A letter co-signed by councillors Cameron Brewer, Dick Quax and George Wood has been filed with Auditor-General Lyn Provost, requesting independent scrutiny of the country's most expensive infrastructure project and what they say are "a number of red flags" for Auckland ratepayers.
Concerned that work on the huge underground project has begun before the final cost and agreement on how the bill will be split between ratepayers and Government have been finalised, the council trio have also cited Prime Minister John Key's claim that the CRL will "almost certainly cost more than they thought".
The Prime Minster's office said Mr Key's comment last week was based on advice he has received but refused to reveal any further detail.
The councillors say in their letter they are concerned about transparency and just how big a bill ratepayers are going to be hit with.
"We remain concerned that no formal funding agreement for this massive project between Auckland Council and the Government is in place, yet the physical construction has begun.
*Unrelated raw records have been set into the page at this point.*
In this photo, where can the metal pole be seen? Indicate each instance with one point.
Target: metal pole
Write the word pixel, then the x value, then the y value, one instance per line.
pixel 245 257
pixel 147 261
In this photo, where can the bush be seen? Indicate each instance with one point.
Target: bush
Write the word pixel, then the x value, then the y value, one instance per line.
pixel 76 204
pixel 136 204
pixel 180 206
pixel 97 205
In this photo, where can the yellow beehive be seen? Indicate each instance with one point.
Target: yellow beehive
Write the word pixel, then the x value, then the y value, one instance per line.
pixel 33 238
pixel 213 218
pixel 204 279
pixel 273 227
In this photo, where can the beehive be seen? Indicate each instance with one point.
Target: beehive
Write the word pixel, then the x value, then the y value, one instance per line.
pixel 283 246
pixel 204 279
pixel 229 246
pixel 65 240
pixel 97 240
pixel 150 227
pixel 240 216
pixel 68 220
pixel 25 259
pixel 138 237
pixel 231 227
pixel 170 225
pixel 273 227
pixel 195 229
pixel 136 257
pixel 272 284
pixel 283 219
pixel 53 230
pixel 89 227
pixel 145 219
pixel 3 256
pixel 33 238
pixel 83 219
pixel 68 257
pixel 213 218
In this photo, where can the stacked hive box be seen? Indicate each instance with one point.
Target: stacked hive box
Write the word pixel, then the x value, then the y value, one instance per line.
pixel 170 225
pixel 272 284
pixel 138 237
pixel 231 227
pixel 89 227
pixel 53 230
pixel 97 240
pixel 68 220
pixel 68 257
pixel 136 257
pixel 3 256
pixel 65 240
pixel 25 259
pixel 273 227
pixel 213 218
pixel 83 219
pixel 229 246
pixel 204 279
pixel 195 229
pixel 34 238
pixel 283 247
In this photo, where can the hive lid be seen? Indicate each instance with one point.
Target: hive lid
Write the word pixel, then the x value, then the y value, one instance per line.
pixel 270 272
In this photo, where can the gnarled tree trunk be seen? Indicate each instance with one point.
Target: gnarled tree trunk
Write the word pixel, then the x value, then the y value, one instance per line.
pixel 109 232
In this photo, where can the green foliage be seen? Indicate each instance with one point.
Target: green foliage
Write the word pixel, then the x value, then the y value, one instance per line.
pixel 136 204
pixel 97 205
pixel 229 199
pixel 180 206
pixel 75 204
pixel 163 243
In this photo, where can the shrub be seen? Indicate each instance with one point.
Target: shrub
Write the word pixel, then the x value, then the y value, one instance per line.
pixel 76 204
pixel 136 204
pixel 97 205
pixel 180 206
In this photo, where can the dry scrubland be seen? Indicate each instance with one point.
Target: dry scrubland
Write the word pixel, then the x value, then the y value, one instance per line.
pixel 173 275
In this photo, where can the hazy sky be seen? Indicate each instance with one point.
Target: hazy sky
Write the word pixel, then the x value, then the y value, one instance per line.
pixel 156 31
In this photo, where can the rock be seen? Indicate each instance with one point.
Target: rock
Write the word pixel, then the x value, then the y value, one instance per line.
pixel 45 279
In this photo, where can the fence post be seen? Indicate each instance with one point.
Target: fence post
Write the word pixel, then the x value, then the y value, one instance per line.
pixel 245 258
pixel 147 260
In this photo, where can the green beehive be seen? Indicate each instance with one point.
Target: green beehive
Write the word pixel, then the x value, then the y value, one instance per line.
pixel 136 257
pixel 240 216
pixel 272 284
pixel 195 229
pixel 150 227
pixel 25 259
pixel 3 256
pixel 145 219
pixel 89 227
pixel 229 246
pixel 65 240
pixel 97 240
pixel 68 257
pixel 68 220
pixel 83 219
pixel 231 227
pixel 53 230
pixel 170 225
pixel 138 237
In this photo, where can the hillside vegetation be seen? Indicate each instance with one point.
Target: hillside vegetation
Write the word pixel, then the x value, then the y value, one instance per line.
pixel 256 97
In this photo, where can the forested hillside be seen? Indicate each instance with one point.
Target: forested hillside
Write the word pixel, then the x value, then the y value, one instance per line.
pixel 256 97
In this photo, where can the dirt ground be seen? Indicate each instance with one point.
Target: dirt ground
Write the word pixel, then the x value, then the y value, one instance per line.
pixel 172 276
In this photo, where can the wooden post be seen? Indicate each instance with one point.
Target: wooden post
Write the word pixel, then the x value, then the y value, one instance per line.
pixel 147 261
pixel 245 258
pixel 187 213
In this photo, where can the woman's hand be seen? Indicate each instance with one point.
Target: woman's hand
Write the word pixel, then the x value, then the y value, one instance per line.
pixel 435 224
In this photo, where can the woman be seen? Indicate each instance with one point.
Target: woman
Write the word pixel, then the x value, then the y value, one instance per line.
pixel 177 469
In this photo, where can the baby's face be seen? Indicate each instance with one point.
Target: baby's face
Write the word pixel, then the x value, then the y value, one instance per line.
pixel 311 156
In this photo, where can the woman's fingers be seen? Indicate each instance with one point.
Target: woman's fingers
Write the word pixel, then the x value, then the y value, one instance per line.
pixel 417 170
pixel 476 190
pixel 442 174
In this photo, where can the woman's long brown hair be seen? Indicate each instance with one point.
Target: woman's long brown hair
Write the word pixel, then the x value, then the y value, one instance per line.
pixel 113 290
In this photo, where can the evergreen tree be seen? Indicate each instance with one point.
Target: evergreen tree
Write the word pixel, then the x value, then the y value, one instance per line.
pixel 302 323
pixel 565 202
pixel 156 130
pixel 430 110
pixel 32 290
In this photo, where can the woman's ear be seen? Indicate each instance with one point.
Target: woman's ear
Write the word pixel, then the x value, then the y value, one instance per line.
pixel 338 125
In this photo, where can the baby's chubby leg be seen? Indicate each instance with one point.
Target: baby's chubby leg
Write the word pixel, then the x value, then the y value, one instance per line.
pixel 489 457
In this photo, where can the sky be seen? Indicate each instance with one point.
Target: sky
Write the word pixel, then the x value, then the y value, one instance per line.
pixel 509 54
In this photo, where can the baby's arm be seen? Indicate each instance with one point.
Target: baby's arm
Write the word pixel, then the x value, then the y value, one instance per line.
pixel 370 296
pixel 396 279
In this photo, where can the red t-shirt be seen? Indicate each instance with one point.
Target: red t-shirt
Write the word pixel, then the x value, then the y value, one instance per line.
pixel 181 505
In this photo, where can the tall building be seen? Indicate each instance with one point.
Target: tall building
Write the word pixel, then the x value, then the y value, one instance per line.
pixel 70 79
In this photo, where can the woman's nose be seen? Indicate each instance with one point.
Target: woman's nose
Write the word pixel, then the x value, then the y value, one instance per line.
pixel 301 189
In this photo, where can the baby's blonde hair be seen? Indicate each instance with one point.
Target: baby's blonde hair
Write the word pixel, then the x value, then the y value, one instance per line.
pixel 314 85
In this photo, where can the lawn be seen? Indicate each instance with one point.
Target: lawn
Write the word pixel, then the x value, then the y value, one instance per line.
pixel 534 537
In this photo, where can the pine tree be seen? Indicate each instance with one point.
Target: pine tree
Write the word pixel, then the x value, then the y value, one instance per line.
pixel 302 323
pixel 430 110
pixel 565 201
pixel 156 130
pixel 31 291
We believe that a number of red flags remain for Auckland ratepayers."
The Office of the Auditor-General confirmed receipt of the letter and said it will now "fully consider the concerns raised".
Auckland Transport estimated CRL build costs of $2.5 billion and completion for 2023, with Mayor Len Brown saying he wants the council to negotiate a 50-50 payment split with the Government.
An AT spokeswoman denied the project's budget had increased but admitted "it is almost certain to change because the design detail has yet to be completed".
Asked about Mr Key's prediction of rising costs, the spokeswoman said he had "a very good understanding of the project and how major infrastructure works".
"Ratepayers and taxpayers should always be concerned that they are getting value for money.
"They can also have confidence in the robust level of scrutiny, planning and design that has gone into the CRL and the strong national and international team that has been hand-picked to get it to happen."
Transport Minister Simon Bridges said he was waiting to see more accurate costings.